SANTA CRUZ, Bolivia.— En el cuarto servicio del VI Congreso Sudamericano del Movimiento Misionero Mundial, el secretario internacional y director internacional del MMM, Rev. Albert Rivera, compartió un mensaje titulado “Desata el poder de la identidad”, exhortando a la Iglesia a reconocer y defender la identidad que Dios ha otorgado a cada creyente por medio de Jesucristo.
Tomando como base los pasajes de Isaías 53:2 y Efesios 2:19, el expositor explicó que una de las mayores luchas que enfrenta el ser humano es la relacionada con su identidad espiritual. “No hay batalla más despiadada que la batalla de tu identidad”, afirmó, señalando que el enemigo procura sembrar dudas acerca de quiénes somos delante de Dios.

Durante su exposición, recordó que el mismo Señor Jesucristo fue cuestionado acerca de su identidad a lo largo de su ministerio terrenal y que incluso Satanás intentó ponerla en duda durante la tentación en el desierto, como se registra en Mateo 4. Por ello, animó a los creyentes a no desanimarse cuando su fe sea cuestionada por el mundo.
“No te preocupes si cuestionan tu identidad como creyente; también cuestionaron la identidad de Jesús”, expresó el Rev. Rivera, alentando a la Iglesia a mantenerse firme en la verdad del Evangelio sin dejarse influenciar por las opiniones de una sociedad cambiante.

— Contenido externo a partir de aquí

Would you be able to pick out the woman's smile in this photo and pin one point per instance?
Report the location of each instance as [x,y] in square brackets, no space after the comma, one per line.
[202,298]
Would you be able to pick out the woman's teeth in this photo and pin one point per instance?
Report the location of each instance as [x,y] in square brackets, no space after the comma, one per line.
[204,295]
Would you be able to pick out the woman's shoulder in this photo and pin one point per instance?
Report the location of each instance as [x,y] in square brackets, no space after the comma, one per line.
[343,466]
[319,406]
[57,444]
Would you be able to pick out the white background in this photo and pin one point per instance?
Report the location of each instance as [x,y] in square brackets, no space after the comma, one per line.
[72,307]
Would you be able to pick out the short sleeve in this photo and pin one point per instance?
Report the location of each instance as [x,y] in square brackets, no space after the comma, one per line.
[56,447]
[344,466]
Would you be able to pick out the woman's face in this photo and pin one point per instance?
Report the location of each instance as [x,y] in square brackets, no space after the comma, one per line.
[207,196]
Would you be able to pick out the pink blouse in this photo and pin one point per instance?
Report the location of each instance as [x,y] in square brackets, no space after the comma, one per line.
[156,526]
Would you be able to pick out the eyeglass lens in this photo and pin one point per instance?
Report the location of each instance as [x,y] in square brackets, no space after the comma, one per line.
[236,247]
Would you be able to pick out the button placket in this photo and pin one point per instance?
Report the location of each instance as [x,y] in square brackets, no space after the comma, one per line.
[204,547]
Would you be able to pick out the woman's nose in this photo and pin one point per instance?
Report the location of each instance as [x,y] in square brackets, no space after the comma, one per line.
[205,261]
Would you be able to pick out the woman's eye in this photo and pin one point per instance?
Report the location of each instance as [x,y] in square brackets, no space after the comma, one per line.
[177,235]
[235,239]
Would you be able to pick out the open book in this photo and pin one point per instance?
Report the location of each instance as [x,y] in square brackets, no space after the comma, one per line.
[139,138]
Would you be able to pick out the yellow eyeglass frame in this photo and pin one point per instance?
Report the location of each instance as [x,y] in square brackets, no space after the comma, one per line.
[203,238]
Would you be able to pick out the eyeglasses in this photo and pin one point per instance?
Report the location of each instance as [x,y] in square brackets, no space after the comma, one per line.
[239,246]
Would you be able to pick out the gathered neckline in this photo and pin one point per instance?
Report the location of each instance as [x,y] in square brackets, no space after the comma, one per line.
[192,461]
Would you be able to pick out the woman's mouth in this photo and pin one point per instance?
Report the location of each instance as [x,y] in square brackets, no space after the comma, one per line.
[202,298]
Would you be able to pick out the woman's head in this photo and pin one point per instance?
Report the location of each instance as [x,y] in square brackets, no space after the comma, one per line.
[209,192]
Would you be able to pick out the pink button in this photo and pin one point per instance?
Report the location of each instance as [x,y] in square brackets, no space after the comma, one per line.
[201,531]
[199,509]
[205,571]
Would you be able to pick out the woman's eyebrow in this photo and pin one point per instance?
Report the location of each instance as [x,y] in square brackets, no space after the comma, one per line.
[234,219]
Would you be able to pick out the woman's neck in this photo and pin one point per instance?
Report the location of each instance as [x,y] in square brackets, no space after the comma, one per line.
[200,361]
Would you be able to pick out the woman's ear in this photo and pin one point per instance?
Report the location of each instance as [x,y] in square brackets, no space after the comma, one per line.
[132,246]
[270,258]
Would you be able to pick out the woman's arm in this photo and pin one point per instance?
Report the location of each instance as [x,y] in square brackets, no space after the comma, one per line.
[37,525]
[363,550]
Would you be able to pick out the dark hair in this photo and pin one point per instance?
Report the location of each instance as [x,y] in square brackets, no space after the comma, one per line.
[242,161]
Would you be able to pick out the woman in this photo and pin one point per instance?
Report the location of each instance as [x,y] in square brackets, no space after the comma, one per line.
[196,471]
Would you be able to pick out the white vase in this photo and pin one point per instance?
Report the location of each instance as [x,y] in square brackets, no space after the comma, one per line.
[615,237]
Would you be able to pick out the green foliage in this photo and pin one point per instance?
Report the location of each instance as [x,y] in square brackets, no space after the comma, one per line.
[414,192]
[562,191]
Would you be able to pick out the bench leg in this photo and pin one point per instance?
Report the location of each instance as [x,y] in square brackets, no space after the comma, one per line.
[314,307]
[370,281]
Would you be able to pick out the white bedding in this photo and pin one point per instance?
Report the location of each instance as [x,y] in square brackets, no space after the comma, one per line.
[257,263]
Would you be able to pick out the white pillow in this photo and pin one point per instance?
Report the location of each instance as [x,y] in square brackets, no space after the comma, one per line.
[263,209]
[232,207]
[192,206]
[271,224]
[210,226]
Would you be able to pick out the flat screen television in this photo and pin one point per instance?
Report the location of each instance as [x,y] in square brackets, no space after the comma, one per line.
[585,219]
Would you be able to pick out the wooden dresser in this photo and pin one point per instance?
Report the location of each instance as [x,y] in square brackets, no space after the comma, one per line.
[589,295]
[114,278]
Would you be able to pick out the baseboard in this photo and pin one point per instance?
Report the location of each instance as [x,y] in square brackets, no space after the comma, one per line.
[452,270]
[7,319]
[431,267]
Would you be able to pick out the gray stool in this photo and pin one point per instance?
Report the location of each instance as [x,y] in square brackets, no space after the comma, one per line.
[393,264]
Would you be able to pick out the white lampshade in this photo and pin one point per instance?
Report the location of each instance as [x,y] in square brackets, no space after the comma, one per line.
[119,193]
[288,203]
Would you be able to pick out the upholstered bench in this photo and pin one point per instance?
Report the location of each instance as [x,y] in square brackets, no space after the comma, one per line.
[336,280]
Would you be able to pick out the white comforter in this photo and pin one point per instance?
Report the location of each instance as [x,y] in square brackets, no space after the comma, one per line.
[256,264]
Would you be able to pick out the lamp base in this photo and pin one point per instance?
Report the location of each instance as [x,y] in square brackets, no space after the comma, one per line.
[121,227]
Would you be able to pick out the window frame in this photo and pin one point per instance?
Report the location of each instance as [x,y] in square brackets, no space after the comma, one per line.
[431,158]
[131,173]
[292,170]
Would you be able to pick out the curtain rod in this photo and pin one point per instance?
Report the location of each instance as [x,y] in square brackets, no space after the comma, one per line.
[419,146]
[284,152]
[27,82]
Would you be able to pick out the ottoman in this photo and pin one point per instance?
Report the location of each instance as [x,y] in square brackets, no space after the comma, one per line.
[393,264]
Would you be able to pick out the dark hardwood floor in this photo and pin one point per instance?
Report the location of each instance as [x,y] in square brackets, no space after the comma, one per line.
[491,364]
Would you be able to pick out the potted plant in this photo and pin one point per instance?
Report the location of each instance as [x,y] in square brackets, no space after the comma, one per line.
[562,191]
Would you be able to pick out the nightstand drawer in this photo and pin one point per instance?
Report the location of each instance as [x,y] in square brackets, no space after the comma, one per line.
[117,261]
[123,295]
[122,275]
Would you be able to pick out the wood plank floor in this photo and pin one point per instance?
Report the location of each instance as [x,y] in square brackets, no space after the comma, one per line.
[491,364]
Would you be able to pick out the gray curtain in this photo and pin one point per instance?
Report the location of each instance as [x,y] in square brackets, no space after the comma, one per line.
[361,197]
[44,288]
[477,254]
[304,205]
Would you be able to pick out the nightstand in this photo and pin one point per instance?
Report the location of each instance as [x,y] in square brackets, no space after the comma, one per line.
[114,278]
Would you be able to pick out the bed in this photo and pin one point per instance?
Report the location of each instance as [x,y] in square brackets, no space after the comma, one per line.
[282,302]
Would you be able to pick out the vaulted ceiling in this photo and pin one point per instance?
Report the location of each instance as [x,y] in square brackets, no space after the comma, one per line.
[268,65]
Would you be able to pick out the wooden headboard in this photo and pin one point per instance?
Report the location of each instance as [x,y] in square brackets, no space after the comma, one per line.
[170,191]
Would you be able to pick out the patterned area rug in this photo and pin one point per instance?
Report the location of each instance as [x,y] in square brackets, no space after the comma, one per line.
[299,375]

En otro momento del mensaje, reafirmó la doctrina que sostiene el Movimiento Misionero Mundial respecto a la naturaleza de Dios, recordando que la Iglesia cree y proclama al Padre, al Hijo y al Espíritu Santo. “En el Movimiento Misionero Mundial somos trinitarios; afirmamos que hay un Padre, un Hijo y un Espíritu Santo”, declaró, enfatizando la importancia de permanecer fieles a las enseñanzas bíblicas.
Asimismo, destacó que la verdadera identidad del creyente no depende de su origen, condición o aceptación humana, sino de la obra redentora de Cristo. Explicó que quienes han sido alcanzados por la gracia de Dios forman parte de una misma familia espiritual, unida por la sangre de Jesucristo y edificada como pueblo del Señor.

El predicador también recordó las palabras del salmista cuando afirma: “Aunque mi padre y mi madre me dejaran, con todo, Jehová me recogerá”, señalando que Dios recibe como hijos a quienes depositan su confianza en Él, aun cuando hayan experimentado rechazo o abandono.
En la parte final de su mensaje, el Rev. Rivera exhortó a la congregación a vivir conforme a esa identidad celestial, recordando que un verdadero hijo de Dios mantiene una relación cercana con su Padre. “Un verdadero hijo del Señor no es un desconocido de Dios”, afirmó, invitando a los miles de asistentes a fortalecer su comunión con Cristo y a reflejar, con su testimonio, la identidad que han recibido por medio de la salvación.
La enseñanza concluyó con un llamado a permanecer firmes en la fe, seguros de que la identidad en Cristo constituye una de las mayores fortalezas del creyente para enfrentar los desafíos del mundo y cumplir con fidelidad el propósito que Dios ha establecido para su Iglesia.